某型机电包装箱静动态力学性能分析及结构优化
发布时间:2018-07-26 16:25
【摘要】:当前机电包装箱的主要材料是森林原木,而我国是一个森林资源极为匮乏的国家,每年仅用于包装的木材就占商品材总量的1/6左右,因此,以新型材料如单板层积材(LVL)等替代原木用于机电产品的包装对缓解我国森林资源缺乏的矛盾有着十分重要的意义。

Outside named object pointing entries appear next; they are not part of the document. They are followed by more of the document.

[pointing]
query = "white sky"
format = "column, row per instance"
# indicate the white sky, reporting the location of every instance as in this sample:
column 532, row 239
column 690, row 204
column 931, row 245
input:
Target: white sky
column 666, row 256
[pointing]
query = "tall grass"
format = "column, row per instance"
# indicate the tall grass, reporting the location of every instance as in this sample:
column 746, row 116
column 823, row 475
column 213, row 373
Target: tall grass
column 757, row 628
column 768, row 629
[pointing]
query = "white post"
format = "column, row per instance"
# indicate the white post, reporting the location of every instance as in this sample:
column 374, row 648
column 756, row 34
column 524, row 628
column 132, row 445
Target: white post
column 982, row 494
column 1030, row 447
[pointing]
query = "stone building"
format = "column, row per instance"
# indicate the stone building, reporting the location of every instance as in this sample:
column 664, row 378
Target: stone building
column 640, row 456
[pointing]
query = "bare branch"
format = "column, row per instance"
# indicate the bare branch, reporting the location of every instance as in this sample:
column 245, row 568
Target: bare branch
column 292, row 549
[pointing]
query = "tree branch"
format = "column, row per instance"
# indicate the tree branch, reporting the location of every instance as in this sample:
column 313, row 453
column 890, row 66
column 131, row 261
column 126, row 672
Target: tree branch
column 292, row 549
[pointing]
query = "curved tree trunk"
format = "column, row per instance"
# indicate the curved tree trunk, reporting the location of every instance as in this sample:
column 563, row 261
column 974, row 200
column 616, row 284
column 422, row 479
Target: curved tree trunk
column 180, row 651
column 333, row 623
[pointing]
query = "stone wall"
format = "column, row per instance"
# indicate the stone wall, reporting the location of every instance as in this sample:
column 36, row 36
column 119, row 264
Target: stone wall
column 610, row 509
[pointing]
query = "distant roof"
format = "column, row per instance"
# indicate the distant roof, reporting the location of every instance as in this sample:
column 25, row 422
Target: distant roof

同时,由于机电产品对精度与可靠性的要求非常高,这需要其包装箱在运输和周转的过程中具有良好的力学性能,因而必须对机电包装箱的力学性能进行研究。 本文通过对南京某公司某型机电产品包装箱进行实际测绘后,基于大型三维建模软件Pro/ENGINEER创建了包装箱的几何模型,并利用经典力学理论与基于ANSYS的有限元仿真两种计算方法分别对松木与杨木LVL两种材料的包装箱结构静态力学性能进行了详细分析,通过对比分析发现:基于ANSYS的有限元分析结果与经典力学理论分析结果相吻合,两者之间的相对误差非常小,最大误差为12.189%,最小误差仅为0.102%;杨木LVL包装箱的力学性能完全符合机电包装箱实际使用的要求,因此,,杨木LVL完全可以替代松木等原木作为机电包装材料。 此外,本文通过对现有包装箱结构进行模态分析,得到了包装箱结构的固有频率与相应的模态振型,为包装箱在振动、冲击等后续工况下的力学性能分析提供了一定的基础,通过模态分析可发现:包装箱的前十阶固有频率均小于30Hz,而包装箱在运输和周转的过程中通常受到的外部激励频率一般小于25Hz,容易在外部激励的作用下发生共振,因而对包装箱进行模态分析研究是十分必要的,在必要的时候需采取适当的措施避免包装箱结构与外部激励发生共振。 最后,本文对现有包装箱的底架枕木与纵梁进行了优化设计。优化分析前底架枕木的截面宽度、截面高度、最大挠度与总体积分别为0.120m、0.020m、4.441×10-3m与3.504×10-3m3,优化后枕木的截面宽度、截面高度、最大挠度与总体积分别为0.044m、0.032m、3.086×10-3m与2.065×10-3m3,尽管优化后枕木的截面高度尺寸比优化前增加了60%,但优化后枕木的截面宽度尺寸、最大挠度以及总体积分别比优化前减小了63.333%、30.511%与41.067%;优化前底架纵梁的截面宽度、截面高度、最大挠度与总体积分别为0.170m、0.150m、3.389×10-3m与0.127m3,优化后纵梁的截面宽度、截面高度、最大挠度与总体积分别为0.148m、0.158m、3.370×10-3m与0.116m3,尽管优化后纵梁的截面高度尺寸比优化前增加了5.333%,但优化后纵梁的截面宽度尺寸、最大挠度以及总体积分别比优化前减少了12.941%、0.561%与8.661%。通过对比分析优化前后底架枕木(或纵梁)的力学性能可知:合理减小包装箱底架枕木(或纵梁)的截面宽度尺寸,同时适当增加其截面高度尺寸,可以使包装箱底架枕木(或纵梁)在满足使用性能要求的同时,降低木材的使用量。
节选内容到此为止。